If it were as simple as that, the two strategies shown below would be equivalent, but even a novice investor would likely choose to have owned strategy A.
Therefore, we look at metrics like annualized volatility, which incorporates the individual realized returns over a time period. We could call volatility a path dependent metric, much like mechanical work is in thermodynamics. It is a quantity that is likely to change if your “route” changes. However, annualized volatility only depends on what returns were realized, not in what order they came. This also applies to the Sharpe and Sortino ratios. To illustrate this concept, the following simulated paths both have the same realized volatility.
To differentiate between these two strategies using summaries statistics, we must capture the sequence of the returns. Maximum drawdown does this by measuring the worst loss from peak to trough over the time period. Still, maximum drawdown lacks information about the length of the drawdown, which can have a substantial impact on investors’ perception of a strategy. In fact, Strategies B and C shown previously have the same maximum drawdown of 25%.
Enter the Ulcer Index. It not only factors in the severity of the drawdowns but also their duration. It is calculated using the following formula:
where N is the total number of data points and each Ri is the fractional retracement from the highest price seen thus far. Whereas, the maximum drawdown is only the largest Ri, which can only increase through time, the Ulcer Index encapsulates every drawdown into one summary statistic that adapts to new data as it is realized. Using the Ulcer Index, we can finally distinguish between strategies that have the same annualized return, annualized volatility, and maximum drawdown: Strategies B and C have Ulcer Indices of 11.2% and 12.8%, respectively.

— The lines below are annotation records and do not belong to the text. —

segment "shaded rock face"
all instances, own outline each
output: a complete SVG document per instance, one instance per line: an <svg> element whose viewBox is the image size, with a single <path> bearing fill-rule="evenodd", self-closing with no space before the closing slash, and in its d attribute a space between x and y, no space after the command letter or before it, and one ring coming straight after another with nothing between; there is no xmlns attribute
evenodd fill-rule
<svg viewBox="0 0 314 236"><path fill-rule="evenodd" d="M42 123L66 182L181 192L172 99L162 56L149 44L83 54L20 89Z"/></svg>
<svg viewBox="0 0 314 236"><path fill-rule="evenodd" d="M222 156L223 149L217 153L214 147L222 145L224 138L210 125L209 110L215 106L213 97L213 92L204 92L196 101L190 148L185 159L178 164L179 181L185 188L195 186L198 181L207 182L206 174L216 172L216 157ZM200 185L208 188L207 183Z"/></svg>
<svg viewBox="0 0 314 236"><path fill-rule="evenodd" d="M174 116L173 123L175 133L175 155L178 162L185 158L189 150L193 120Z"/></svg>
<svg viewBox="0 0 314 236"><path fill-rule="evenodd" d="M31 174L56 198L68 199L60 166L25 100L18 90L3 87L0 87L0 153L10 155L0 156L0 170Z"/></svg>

As a case study, the following chart shows the return of a 60/40 portfolio of SPY and AGG rebalanced at the beginning of each year from 01/2004 to 12/2013. Along with the true realized path, I have included the path with the returns reversed and 5 paths with random permutations of the true returns.
The metrics for each path are shown in the table below:
Only the Ulcer index can fully differentiate among these paths. Even in cases where the maximum drawdown is similar (e.g. the true path and Random 1), the Ulcer Index shows a sharp contrast between the strategies.

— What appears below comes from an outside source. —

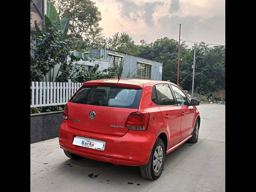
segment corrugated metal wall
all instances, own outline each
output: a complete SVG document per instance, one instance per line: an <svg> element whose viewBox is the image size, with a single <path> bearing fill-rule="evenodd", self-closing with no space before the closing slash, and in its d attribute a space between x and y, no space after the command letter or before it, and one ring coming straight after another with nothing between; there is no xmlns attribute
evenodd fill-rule
<svg viewBox="0 0 256 192"><path fill-rule="evenodd" d="M152 65L151 69L151 79L162 80L162 73L160 72L160 67L162 68L162 63L159 62L106 48L102 49L100 51L96 51L97 49L93 49L91 51L95 52L95 53L92 54L90 56L92 58L104 56L101 59L107 60L108 60L108 54L110 53L124 57L124 69L122 74L122 78L136 78L137 75L137 62L141 62Z"/></svg>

For a more concrete way of picturing the Ulcer index, imagine driving a car along a 55 mph speed limit road with stoplights spaced every half mile. Traffic is moderately heavy and the lights are poorly timed. As you accelerate, the light down the road turns yellow and then red. Easing off the accelerator will increase the time until you get to that light, perhaps to the point where you won’t have to stop, thus reducing the amount of time spent waiting for the light to change and the subsequent acceleration to approach the speed limit again.
You continue down the road anticipating the lights so that you do not brake when unnecessary or burn needless gas racing toward red lights. This not only reduces the variation in your speed (a volatility) but also the amount you have to slow down (the severity) and the time spent waiting at red lights (the duration). The smoother trip is likely to lead to less stress, not to mention wear and tear on the car, which can cause further headaches.
Ultimately, evaluating a strategy involves more than simple performance metrics since the methodology driving the strategy is key. But when comparing historical performance, it is helpful to have a toolbox equipped with implements able to measure performance on the bases of profitability and risk in ways that are amenable to our inherent, risk-averse inclinations.
 One exception is if you owned another strategy that had the correct characteristics relative to strategy B (negative correlation, positive return, and similar volatility) so that the overall return was even smoother than strategy A. Even so, these trends would not have any guarantee of continuing in the future.
 In simulations this is easy to do by reversing the order of the returns.
 Perhaps another interesting metric would be an exponentially weighted Ulcer Index that places more weight on more recent observations.